John Longhurst, of Winnipeg, Man., is a columnist for the Winnipeg Free Press and a member of River East Mennonite Brethren
Church.
Spencer — who bills himself as “a post-evangelical reformation Christian in search of a Jesus-shaped spirituality” — offers up a number of reasons why U.S. evangelicalism is doomed.
He thinks one reason is that American evangelicals have identified with political conservatism. This, he says, has proven to be “a very costly mistake… . The evangelical investment in moral, social and political issues has depleted our resources and exposed our weaknesses… . We fell for the trap of believing in a cause more than a faith.”
Another reason is that, despite investing heavily in Christian colleges and spending billions “on youth ministers, Christian music, publishing and media,” evangelicals have failed to pass faith on to their youth.
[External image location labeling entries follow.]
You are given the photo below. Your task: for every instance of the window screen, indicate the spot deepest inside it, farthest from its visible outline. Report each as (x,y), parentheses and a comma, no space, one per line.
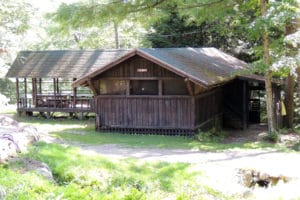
(144,87)
(113,87)
(175,87)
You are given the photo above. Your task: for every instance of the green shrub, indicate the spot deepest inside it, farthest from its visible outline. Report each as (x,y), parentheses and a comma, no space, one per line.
(272,137)
(212,135)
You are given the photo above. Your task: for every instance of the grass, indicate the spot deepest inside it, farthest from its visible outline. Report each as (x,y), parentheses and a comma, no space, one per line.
(80,175)
(83,131)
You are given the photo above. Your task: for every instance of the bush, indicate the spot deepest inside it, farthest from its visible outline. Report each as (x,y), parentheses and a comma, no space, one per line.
(212,135)
(272,137)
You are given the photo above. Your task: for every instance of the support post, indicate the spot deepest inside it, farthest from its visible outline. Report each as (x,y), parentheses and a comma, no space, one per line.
(25,91)
(245,106)
(160,88)
(34,90)
(54,88)
(18,94)
(40,86)
(74,95)
(92,87)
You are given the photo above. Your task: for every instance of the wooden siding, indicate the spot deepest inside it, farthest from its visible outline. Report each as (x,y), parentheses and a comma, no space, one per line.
(134,67)
(208,106)
(174,112)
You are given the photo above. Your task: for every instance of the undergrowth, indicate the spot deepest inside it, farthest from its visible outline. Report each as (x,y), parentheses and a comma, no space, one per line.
(84,175)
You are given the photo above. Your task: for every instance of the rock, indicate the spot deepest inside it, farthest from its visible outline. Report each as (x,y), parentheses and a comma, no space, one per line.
(15,138)
(251,178)
(2,192)
(39,167)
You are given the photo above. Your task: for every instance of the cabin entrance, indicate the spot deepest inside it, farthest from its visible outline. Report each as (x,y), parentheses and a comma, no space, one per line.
(243,103)
(256,94)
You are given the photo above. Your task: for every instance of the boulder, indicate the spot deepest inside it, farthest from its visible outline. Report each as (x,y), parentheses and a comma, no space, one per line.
(2,192)
(14,137)
(39,167)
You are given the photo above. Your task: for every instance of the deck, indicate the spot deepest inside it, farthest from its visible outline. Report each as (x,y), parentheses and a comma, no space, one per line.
(49,104)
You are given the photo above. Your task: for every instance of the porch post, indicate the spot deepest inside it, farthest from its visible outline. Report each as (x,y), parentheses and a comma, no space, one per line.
(34,90)
(18,94)
(54,88)
(25,91)
(40,86)
(245,106)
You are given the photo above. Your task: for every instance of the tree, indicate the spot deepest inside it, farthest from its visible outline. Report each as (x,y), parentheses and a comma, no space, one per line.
(268,74)
(94,24)
(260,23)
(14,22)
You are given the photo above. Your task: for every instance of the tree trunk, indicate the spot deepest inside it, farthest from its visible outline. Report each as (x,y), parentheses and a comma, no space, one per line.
(290,80)
(268,75)
(289,101)
(297,27)
(116,35)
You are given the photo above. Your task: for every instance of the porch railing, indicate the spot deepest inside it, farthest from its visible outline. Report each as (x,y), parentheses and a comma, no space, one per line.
(57,102)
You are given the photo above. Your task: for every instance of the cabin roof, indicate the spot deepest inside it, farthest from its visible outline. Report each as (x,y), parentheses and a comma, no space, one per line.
(60,63)
(205,66)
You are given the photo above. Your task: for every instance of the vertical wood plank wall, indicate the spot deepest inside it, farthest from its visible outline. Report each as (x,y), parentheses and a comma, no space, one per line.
(208,105)
(145,112)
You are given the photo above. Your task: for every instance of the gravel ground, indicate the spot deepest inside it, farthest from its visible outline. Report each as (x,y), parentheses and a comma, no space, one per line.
(222,169)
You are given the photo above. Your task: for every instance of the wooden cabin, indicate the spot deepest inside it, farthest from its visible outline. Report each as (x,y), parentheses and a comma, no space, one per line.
(154,91)
(44,78)
(173,91)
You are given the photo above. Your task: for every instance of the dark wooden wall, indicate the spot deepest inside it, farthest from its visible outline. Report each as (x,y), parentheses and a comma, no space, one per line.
(145,112)
(132,68)
(208,106)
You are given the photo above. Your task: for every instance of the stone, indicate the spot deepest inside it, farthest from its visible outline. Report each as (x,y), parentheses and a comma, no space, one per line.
(2,192)
(15,138)
(39,167)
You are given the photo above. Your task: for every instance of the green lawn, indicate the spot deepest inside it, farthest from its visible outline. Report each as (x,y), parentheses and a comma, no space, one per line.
(80,175)
(83,131)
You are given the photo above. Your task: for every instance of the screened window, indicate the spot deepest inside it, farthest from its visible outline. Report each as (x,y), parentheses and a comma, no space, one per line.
(174,87)
(144,87)
(113,87)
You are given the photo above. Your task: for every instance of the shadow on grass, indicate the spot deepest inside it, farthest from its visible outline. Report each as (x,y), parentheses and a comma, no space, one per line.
(83,132)
(70,165)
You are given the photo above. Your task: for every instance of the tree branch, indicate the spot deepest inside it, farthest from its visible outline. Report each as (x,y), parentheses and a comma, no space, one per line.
(188,6)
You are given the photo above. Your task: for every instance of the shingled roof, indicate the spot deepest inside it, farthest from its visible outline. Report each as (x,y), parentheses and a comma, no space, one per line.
(205,66)
(61,63)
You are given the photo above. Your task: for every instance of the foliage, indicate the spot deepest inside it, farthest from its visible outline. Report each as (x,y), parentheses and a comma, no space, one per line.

Instead, these efforts have “produced a culture of young Christians who know next to nothing about their own faith except how they feel about it,” he says. “Coming generations of Christians are going to be monumentally ignorant and unprepared for culture-wide pressures.”
Yet Spencer doesn’t see an evangelical collapse as a bad thing. “Evangelicalism doesn’t need a bailout,” he writes. “Much of it needs a funeral.”
In particular, he believes the loss of “marginal” Christians could be a good thing if it forces churches to “begin and continue the work of renewing serious church membership.”
It would also be good if the crisis changes the conversation “from the maintenance of traditional churches to developing new and culturally appropriate ones,” he says.
The loss of political clout might also cause American evangelicals to “reconsider the wisdom of trying to create a ‘godly society’,” he adds, and instead focus on being a “countercultural movement with a message of ‘empire subversion’ ” that will increasingly replace a message of cultural and political entitlement.
“In the ruins, new forms of Christian vitality and ministry will be born,” he concludes.